On May 1, Fed, DFS fined Goldman Sachs $110mn in FX trading.
- Goldman Sachs charged for unsafe, unsound practices, in FX trading business.
- Traders buy and sell currencies for the firm's own accounts and for customers.
- Dealing done through indirect subsidiaries, both in US and in overseas offices.
Alleged Violations
- Firm did not detect traders' use of chatroom to communicate with competitors.
- Traders discussed respective positions, fixes to benchmark, to increase profits.
- Firm failed to detect disclosures of client information by traders to other firms.
Expectations
- Feed expect strong governance of compliance risk at all levels of management.

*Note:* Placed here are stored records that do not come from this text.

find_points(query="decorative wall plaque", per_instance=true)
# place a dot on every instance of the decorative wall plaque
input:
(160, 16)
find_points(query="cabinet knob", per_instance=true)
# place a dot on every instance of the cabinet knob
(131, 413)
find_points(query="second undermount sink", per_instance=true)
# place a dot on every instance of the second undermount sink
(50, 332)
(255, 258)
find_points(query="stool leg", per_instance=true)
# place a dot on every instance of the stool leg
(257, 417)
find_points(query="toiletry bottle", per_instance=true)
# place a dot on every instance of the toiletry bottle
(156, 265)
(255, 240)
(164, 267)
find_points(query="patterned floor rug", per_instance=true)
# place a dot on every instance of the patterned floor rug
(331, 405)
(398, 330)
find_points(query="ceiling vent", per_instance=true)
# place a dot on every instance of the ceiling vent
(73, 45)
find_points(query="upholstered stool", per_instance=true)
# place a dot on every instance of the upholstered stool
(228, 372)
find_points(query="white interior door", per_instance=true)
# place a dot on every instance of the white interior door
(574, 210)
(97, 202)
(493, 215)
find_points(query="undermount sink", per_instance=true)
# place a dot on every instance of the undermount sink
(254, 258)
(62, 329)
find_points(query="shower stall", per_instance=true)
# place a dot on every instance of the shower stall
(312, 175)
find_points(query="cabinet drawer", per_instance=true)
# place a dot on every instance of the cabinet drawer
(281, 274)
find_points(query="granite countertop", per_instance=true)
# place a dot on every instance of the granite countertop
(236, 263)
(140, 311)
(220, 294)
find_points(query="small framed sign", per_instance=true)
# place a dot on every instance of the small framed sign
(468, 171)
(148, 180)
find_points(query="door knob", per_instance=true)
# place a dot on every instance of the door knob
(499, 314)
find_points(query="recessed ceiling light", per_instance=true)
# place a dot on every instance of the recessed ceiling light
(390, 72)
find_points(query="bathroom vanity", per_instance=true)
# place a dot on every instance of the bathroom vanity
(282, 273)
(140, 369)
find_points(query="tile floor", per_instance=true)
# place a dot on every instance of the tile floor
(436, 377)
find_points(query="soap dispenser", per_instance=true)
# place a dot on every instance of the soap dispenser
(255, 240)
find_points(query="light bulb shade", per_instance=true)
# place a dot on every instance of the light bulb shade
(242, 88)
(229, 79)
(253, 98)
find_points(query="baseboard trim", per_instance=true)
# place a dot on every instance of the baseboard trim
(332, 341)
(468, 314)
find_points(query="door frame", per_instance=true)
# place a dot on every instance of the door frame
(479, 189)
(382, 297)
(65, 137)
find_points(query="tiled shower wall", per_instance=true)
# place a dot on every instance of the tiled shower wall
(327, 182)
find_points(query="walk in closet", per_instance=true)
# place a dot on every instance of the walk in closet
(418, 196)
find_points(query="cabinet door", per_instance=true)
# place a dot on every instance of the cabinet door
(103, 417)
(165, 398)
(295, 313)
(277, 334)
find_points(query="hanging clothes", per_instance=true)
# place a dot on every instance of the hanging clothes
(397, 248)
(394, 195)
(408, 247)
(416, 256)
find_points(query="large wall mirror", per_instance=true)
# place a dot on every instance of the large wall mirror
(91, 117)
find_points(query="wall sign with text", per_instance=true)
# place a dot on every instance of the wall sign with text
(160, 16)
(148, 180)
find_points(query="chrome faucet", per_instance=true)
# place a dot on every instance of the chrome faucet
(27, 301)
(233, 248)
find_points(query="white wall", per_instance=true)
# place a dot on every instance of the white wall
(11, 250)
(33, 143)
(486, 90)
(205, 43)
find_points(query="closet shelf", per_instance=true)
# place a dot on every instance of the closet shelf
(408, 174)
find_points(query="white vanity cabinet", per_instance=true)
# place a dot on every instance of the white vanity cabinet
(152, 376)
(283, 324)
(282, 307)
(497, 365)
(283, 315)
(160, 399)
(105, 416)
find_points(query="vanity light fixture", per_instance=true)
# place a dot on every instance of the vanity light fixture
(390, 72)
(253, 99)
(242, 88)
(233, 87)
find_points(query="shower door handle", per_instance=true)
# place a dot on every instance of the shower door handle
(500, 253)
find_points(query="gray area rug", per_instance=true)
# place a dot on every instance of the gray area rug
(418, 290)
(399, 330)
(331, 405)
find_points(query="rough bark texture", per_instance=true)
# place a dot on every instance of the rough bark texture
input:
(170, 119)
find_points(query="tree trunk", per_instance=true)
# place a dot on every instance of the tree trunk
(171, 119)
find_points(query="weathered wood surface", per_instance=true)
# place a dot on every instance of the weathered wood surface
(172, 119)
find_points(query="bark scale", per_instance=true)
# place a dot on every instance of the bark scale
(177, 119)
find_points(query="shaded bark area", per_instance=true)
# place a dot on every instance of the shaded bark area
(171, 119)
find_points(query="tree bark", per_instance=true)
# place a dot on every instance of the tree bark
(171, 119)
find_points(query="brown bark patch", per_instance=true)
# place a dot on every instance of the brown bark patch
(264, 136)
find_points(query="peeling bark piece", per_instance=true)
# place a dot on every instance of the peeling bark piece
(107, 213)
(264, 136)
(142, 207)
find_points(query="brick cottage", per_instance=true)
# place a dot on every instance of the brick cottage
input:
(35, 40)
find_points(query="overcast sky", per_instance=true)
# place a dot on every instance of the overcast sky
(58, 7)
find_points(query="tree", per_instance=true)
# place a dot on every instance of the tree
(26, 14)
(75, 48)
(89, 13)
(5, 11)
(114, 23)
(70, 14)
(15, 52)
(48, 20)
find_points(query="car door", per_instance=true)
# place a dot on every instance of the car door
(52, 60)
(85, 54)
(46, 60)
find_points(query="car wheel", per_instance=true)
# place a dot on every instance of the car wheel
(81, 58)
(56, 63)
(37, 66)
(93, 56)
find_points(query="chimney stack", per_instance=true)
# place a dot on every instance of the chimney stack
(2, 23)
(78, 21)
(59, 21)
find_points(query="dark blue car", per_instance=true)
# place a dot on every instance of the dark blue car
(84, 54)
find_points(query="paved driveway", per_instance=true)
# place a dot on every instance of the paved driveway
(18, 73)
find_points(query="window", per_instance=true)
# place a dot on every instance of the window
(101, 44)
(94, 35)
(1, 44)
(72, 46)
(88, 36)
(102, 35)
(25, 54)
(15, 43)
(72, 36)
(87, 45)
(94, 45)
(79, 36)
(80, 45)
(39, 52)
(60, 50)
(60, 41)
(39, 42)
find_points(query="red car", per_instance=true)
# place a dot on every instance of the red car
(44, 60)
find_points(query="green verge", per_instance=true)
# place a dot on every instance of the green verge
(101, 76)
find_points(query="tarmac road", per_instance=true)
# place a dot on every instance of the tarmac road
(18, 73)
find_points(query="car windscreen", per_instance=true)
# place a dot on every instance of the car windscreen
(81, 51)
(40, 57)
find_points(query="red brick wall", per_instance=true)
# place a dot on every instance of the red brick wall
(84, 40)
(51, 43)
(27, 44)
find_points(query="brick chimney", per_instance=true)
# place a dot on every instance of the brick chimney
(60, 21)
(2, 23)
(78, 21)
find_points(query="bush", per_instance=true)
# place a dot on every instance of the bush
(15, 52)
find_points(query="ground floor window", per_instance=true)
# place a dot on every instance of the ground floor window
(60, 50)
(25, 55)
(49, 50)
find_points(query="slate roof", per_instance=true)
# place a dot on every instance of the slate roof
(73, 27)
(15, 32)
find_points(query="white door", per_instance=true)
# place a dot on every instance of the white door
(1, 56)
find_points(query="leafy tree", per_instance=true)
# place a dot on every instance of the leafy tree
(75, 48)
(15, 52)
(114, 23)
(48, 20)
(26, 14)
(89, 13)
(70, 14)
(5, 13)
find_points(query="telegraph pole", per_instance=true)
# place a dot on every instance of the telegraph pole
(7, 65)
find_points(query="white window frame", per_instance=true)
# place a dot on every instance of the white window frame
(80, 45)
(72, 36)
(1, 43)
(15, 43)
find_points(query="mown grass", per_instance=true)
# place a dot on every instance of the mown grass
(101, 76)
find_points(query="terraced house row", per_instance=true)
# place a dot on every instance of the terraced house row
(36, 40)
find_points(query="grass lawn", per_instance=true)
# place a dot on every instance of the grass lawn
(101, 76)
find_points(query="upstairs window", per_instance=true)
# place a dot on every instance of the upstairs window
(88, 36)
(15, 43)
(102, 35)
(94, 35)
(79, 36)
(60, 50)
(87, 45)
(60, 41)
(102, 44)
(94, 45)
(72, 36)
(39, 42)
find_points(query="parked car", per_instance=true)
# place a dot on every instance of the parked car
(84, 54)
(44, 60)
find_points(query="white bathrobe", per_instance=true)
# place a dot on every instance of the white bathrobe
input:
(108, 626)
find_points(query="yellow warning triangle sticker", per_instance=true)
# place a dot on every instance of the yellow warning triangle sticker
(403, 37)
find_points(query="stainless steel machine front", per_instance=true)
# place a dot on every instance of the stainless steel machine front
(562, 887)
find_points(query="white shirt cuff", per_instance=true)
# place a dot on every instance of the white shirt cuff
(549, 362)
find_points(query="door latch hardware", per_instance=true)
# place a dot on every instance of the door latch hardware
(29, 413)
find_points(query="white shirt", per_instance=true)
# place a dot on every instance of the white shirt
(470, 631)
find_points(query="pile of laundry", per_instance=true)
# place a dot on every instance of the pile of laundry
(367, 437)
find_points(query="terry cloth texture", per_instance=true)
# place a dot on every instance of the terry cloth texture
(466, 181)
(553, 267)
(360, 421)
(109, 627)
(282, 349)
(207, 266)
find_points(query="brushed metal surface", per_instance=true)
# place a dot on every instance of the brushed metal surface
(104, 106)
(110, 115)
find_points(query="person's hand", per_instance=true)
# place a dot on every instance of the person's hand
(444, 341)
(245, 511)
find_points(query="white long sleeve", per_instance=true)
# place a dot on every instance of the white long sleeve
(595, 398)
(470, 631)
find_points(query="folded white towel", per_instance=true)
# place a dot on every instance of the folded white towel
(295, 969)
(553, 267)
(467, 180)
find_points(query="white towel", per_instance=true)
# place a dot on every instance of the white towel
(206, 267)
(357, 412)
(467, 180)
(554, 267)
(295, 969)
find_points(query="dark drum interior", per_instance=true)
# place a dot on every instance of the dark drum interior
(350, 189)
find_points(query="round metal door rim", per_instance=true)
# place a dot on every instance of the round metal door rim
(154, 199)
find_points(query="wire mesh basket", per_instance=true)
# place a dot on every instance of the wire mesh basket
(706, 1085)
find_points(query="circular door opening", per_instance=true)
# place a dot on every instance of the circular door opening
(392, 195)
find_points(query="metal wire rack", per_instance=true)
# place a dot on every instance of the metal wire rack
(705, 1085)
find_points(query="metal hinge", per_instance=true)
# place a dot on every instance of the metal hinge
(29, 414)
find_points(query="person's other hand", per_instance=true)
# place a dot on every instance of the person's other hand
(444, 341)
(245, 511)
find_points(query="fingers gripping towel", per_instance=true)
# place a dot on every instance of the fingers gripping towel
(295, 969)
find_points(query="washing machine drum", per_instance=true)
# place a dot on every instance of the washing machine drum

- Policies and procedures, rigorous surveillance, escalation mechanisms, training.
Sanctions
- Both the Fed and NY DFS each fined Goldman $54.75mn for total of $109.5mn.
- Orders required firm to improve controls over FX compliance risk management.
- Policies for types of communications staff may use to communicate with others.
- Types of trade and confidential customer information that may be so disclosed.
- Conduct for responding to conflicts with customers that place execution orders.
- Compliance reporting for staff to report violations of policies, US law and rules.
- Training for staff in market activity, on policies and laws for job responsibilities.